Si elles ne fondent pas un changement de cap, il y a bien quelques mesures positives : l’amélioration opportune du congé de proche aidant, la contraception gratuite jusqu’à 25 ans ou les mesures en faveur des artistes auteurs et autrices. Mais c’est un peu la braderie, la dernière démarque avant travaux. Histoire d’envoyer quelques signaux apaisants, vous en avez ajouté encore un peu par des amendements gouvernementaux de raccroc que notre assemblée n’a pas pu véritablement appréhender. En réalité, c’est un peu comme si vous aviez des remords, des choses à vous faire pardonner.

Mais tout cela est sous contrôle : vous n’avez accepté que des amendements venus de la majorité, nous rappelant à nous, pauvres pêcheurs, qui refusons de le reconnaître, que vous êtes tellement parfaits.

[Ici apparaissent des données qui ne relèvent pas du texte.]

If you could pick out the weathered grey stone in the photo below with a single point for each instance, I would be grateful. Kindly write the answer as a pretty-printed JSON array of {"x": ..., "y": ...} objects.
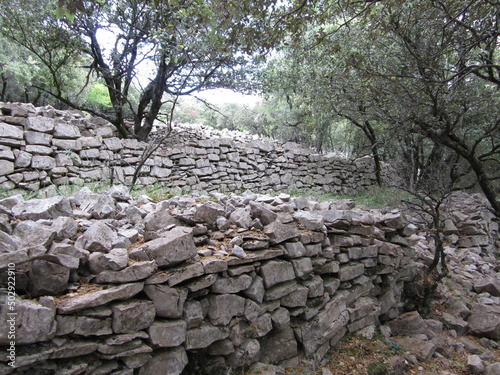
[
  {"x": 279, "y": 232},
  {"x": 42, "y": 162},
  {"x": 408, "y": 324},
  {"x": 231, "y": 284},
  {"x": 167, "y": 333},
  {"x": 32, "y": 322},
  {"x": 49, "y": 208},
  {"x": 6, "y": 167},
  {"x": 362, "y": 252},
  {"x": 241, "y": 217},
  {"x": 266, "y": 369},
  {"x": 493, "y": 369},
  {"x": 10, "y": 131},
  {"x": 115, "y": 260},
  {"x": 40, "y": 124},
  {"x": 265, "y": 215},
  {"x": 245, "y": 354},
  {"x": 31, "y": 233},
  {"x": 222, "y": 347},
  {"x": 132, "y": 316},
  {"x": 456, "y": 323},
  {"x": 23, "y": 160},
  {"x": 201, "y": 283},
  {"x": 134, "y": 272},
  {"x": 168, "y": 302},
  {"x": 99, "y": 237},
  {"x": 87, "y": 326},
  {"x": 294, "y": 250},
  {"x": 66, "y": 255},
  {"x": 8, "y": 243},
  {"x": 171, "y": 361},
  {"x": 310, "y": 221},
  {"x": 22, "y": 256},
  {"x": 137, "y": 360},
  {"x": 350, "y": 272},
  {"x": 204, "y": 335},
  {"x": 101, "y": 297},
  {"x": 208, "y": 213},
  {"x": 159, "y": 219},
  {"x": 279, "y": 346},
  {"x": 174, "y": 247},
  {"x": 276, "y": 271},
  {"x": 65, "y": 227},
  {"x": 174, "y": 276},
  {"x": 65, "y": 130},
  {"x": 192, "y": 313},
  {"x": 223, "y": 307},
  {"x": 489, "y": 285},
  {"x": 324, "y": 326},
  {"x": 302, "y": 267},
  {"x": 423, "y": 350},
  {"x": 475, "y": 364},
  {"x": 297, "y": 298},
  {"x": 256, "y": 290},
  {"x": 484, "y": 321},
  {"x": 457, "y": 308},
  {"x": 48, "y": 278},
  {"x": 280, "y": 290}
]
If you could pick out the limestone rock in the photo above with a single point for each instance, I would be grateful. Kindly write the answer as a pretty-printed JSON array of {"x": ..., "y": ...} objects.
[
  {"x": 278, "y": 232},
  {"x": 168, "y": 302},
  {"x": 98, "y": 237},
  {"x": 49, "y": 208},
  {"x": 204, "y": 335},
  {"x": 167, "y": 333},
  {"x": 98, "y": 298},
  {"x": 223, "y": 307},
  {"x": 33, "y": 322},
  {"x": 135, "y": 272},
  {"x": 276, "y": 271},
  {"x": 265, "y": 215},
  {"x": 423, "y": 350},
  {"x": 48, "y": 278},
  {"x": 231, "y": 284},
  {"x": 174, "y": 247},
  {"x": 171, "y": 361},
  {"x": 279, "y": 346},
  {"x": 132, "y": 316},
  {"x": 31, "y": 233},
  {"x": 115, "y": 260},
  {"x": 484, "y": 321},
  {"x": 489, "y": 284}
]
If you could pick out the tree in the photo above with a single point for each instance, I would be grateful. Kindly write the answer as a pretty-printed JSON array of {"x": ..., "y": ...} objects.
[
  {"x": 424, "y": 73},
  {"x": 187, "y": 45}
]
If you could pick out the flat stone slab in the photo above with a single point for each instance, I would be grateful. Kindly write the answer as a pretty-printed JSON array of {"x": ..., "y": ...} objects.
[
  {"x": 101, "y": 297},
  {"x": 135, "y": 272},
  {"x": 174, "y": 247}
]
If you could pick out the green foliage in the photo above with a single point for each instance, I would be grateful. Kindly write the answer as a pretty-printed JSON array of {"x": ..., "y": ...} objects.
[{"x": 98, "y": 96}]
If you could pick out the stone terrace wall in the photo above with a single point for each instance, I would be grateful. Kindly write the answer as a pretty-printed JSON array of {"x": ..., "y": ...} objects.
[
  {"x": 135, "y": 287},
  {"x": 42, "y": 146}
]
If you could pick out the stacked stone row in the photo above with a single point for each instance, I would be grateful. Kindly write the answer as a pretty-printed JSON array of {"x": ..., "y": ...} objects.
[
  {"x": 177, "y": 298},
  {"x": 43, "y": 146}
]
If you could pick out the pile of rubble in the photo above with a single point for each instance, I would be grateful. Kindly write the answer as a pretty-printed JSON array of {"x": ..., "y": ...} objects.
[{"x": 204, "y": 284}]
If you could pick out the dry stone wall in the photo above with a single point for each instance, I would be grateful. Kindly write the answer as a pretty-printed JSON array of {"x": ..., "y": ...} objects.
[
  {"x": 43, "y": 146},
  {"x": 110, "y": 285}
]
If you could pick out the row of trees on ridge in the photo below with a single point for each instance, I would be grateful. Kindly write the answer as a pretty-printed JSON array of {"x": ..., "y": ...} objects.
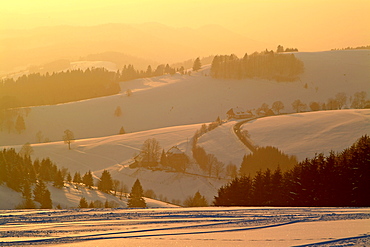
[{"x": 340, "y": 179}]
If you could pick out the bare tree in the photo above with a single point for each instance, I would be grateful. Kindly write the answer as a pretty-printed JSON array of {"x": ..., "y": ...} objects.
[{"x": 68, "y": 138}]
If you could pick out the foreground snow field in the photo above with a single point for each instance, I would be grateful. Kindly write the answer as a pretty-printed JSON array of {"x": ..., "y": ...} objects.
[
  {"x": 176, "y": 100},
  {"x": 187, "y": 227}
]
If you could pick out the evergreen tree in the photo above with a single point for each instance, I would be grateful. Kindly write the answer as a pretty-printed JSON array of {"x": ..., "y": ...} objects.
[
  {"x": 197, "y": 65},
  {"x": 20, "y": 126},
  {"x": 105, "y": 183},
  {"x": 88, "y": 180},
  {"x": 164, "y": 160},
  {"x": 46, "y": 200},
  {"x": 136, "y": 199},
  {"x": 39, "y": 190},
  {"x": 27, "y": 195},
  {"x": 118, "y": 112},
  {"x": 58, "y": 180},
  {"x": 277, "y": 106},
  {"x": 83, "y": 203},
  {"x": 26, "y": 150},
  {"x": 42, "y": 195},
  {"x": 77, "y": 178},
  {"x": 69, "y": 177},
  {"x": 91, "y": 205},
  {"x": 68, "y": 138},
  {"x": 122, "y": 131},
  {"x": 196, "y": 201}
]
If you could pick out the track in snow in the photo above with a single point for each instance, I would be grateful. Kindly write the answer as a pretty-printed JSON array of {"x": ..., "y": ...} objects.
[{"x": 221, "y": 226}]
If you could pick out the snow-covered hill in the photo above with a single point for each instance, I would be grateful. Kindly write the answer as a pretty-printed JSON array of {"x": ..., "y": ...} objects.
[
  {"x": 70, "y": 195},
  {"x": 172, "y": 108},
  {"x": 181, "y": 100},
  {"x": 305, "y": 134},
  {"x": 301, "y": 134}
]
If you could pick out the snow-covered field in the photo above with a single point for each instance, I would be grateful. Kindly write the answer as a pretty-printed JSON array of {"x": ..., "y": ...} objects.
[
  {"x": 187, "y": 227},
  {"x": 182, "y": 100},
  {"x": 305, "y": 134}
]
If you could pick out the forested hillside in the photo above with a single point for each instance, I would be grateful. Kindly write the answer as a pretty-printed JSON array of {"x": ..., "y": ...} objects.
[
  {"x": 266, "y": 65},
  {"x": 340, "y": 179}
]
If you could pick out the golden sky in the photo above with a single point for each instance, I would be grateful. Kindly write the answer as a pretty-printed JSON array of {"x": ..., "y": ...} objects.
[{"x": 304, "y": 23}]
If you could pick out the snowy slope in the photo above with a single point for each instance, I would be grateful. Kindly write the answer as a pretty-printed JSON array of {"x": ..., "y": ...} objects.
[
  {"x": 301, "y": 134},
  {"x": 69, "y": 197},
  {"x": 172, "y": 108},
  {"x": 178, "y": 100}
]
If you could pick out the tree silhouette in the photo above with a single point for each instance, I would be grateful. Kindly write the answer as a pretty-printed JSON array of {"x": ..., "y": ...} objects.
[
  {"x": 136, "y": 199},
  {"x": 298, "y": 105},
  {"x": 77, "y": 178},
  {"x": 88, "y": 180},
  {"x": 26, "y": 150},
  {"x": 197, "y": 65},
  {"x": 83, "y": 203},
  {"x": 105, "y": 183},
  {"x": 42, "y": 195},
  {"x": 150, "y": 152},
  {"x": 58, "y": 180},
  {"x": 122, "y": 131},
  {"x": 118, "y": 112},
  {"x": 68, "y": 138},
  {"x": 277, "y": 106},
  {"x": 196, "y": 201},
  {"x": 20, "y": 126}
]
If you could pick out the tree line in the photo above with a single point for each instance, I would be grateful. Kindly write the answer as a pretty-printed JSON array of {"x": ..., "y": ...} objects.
[
  {"x": 20, "y": 173},
  {"x": 71, "y": 85},
  {"x": 338, "y": 179},
  {"x": 265, "y": 65}
]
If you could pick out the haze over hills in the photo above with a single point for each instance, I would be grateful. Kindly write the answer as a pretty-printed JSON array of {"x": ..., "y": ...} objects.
[
  {"x": 153, "y": 41},
  {"x": 171, "y": 108}
]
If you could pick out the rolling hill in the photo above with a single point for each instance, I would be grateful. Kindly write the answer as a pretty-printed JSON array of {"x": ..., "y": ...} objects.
[{"x": 172, "y": 108}]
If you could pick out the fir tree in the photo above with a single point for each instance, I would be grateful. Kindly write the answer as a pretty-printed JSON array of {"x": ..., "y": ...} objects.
[
  {"x": 58, "y": 180},
  {"x": 105, "y": 183},
  {"x": 88, "y": 180},
  {"x": 77, "y": 178},
  {"x": 46, "y": 200},
  {"x": 27, "y": 195},
  {"x": 68, "y": 138},
  {"x": 118, "y": 112},
  {"x": 83, "y": 203},
  {"x": 39, "y": 190},
  {"x": 20, "y": 126},
  {"x": 136, "y": 199},
  {"x": 122, "y": 131},
  {"x": 197, "y": 65},
  {"x": 196, "y": 201}
]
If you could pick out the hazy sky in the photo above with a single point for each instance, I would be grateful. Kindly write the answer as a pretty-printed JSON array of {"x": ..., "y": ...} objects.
[{"x": 305, "y": 23}]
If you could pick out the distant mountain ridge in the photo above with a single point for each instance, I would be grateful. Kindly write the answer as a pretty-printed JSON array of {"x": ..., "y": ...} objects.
[{"x": 153, "y": 41}]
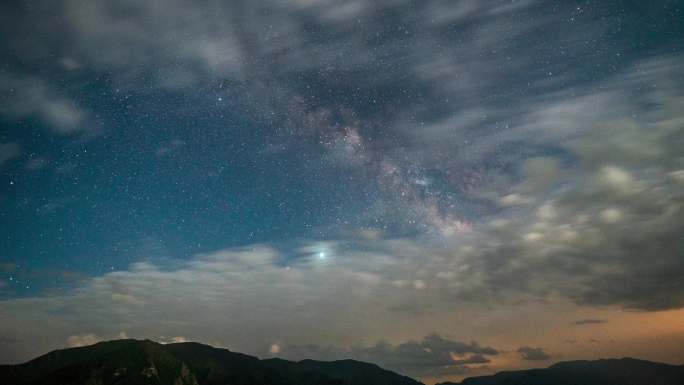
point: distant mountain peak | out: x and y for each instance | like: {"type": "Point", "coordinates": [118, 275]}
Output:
{"type": "Point", "coordinates": [608, 371]}
{"type": "Point", "coordinates": [145, 362]}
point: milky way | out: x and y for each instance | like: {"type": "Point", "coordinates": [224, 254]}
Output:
{"type": "Point", "coordinates": [442, 187]}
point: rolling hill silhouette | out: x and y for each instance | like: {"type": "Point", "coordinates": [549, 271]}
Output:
{"type": "Point", "coordinates": [129, 362]}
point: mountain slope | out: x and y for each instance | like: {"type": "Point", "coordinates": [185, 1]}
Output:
{"type": "Point", "coordinates": [125, 362]}
{"type": "Point", "coordinates": [625, 371]}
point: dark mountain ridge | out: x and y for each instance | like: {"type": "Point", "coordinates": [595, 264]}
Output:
{"type": "Point", "coordinates": [618, 371]}
{"type": "Point", "coordinates": [135, 362]}
{"type": "Point", "coordinates": [124, 362]}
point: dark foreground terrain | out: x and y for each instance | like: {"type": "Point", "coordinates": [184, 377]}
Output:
{"type": "Point", "coordinates": [623, 371]}
{"type": "Point", "coordinates": [127, 362]}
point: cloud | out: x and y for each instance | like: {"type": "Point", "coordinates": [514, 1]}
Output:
{"type": "Point", "coordinates": [431, 356]}
{"type": "Point", "coordinates": [533, 354]}
{"type": "Point", "coordinates": [589, 321]}
{"type": "Point", "coordinates": [29, 96]}
{"type": "Point", "coordinates": [9, 151]}
{"type": "Point", "coordinates": [82, 340]}
{"type": "Point", "coordinates": [170, 147]}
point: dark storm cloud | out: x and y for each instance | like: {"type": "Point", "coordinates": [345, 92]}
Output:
{"type": "Point", "coordinates": [589, 321]}
{"type": "Point", "coordinates": [533, 354]}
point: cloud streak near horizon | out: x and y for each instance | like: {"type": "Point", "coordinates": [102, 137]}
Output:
{"type": "Point", "coordinates": [381, 181]}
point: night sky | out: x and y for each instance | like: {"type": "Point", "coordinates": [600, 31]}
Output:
{"type": "Point", "coordinates": [445, 188]}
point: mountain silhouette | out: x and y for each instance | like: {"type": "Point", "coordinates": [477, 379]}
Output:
{"type": "Point", "coordinates": [128, 362]}
{"type": "Point", "coordinates": [623, 371]}
{"type": "Point", "coordinates": [135, 362]}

Ce débat a été escamoté. Le Parlement regarde passer le train affrété par le Gouvernement. C’est la logique des choses : la veille du début de l’examen du PLFSS, nous nous étions déjà vu imposer un état d’urgence sanitaire prolongé et augmenté jusqu’en juillet 2022. Bilan de la semaine : le soin de l’humain – celui qui ne se quantifie pas dans les algorithmes, les plans d’efficience, les dotations à la qualité, les mesures d’ordre public, de contrôle, de surveillance – demeure en arrière-plan.

Loin de toute ambition sociale, le marché demeure votre horizon – on l’a vérifié pour les EHPAD, ou encore pour le médicament : toujours pas de pôle public en vue car l’excellence serait ailleurs – et la transparence aussi, de même que les dividendes. Vous n’allez pas au bout des modifications nécessaires dans la fixation des prix. La crise devrait nous amener à repenser en profondeur l’organisation de notre système de santé et de protection sociale, elle devrait nous amener à remettre en cause les choix qui, depuis des décennies, ont particulièrement abîmé la sécurité sociale, l’hôpital public et la solidarité. Vous vous êtes perdus dans votre rêverie, parce que le réel vous a rattrapé et vous a agrippé par le collet. Il n’entre pas dans vos cases, nous non plus : nous voterons contre le budget de la sécurité sociale.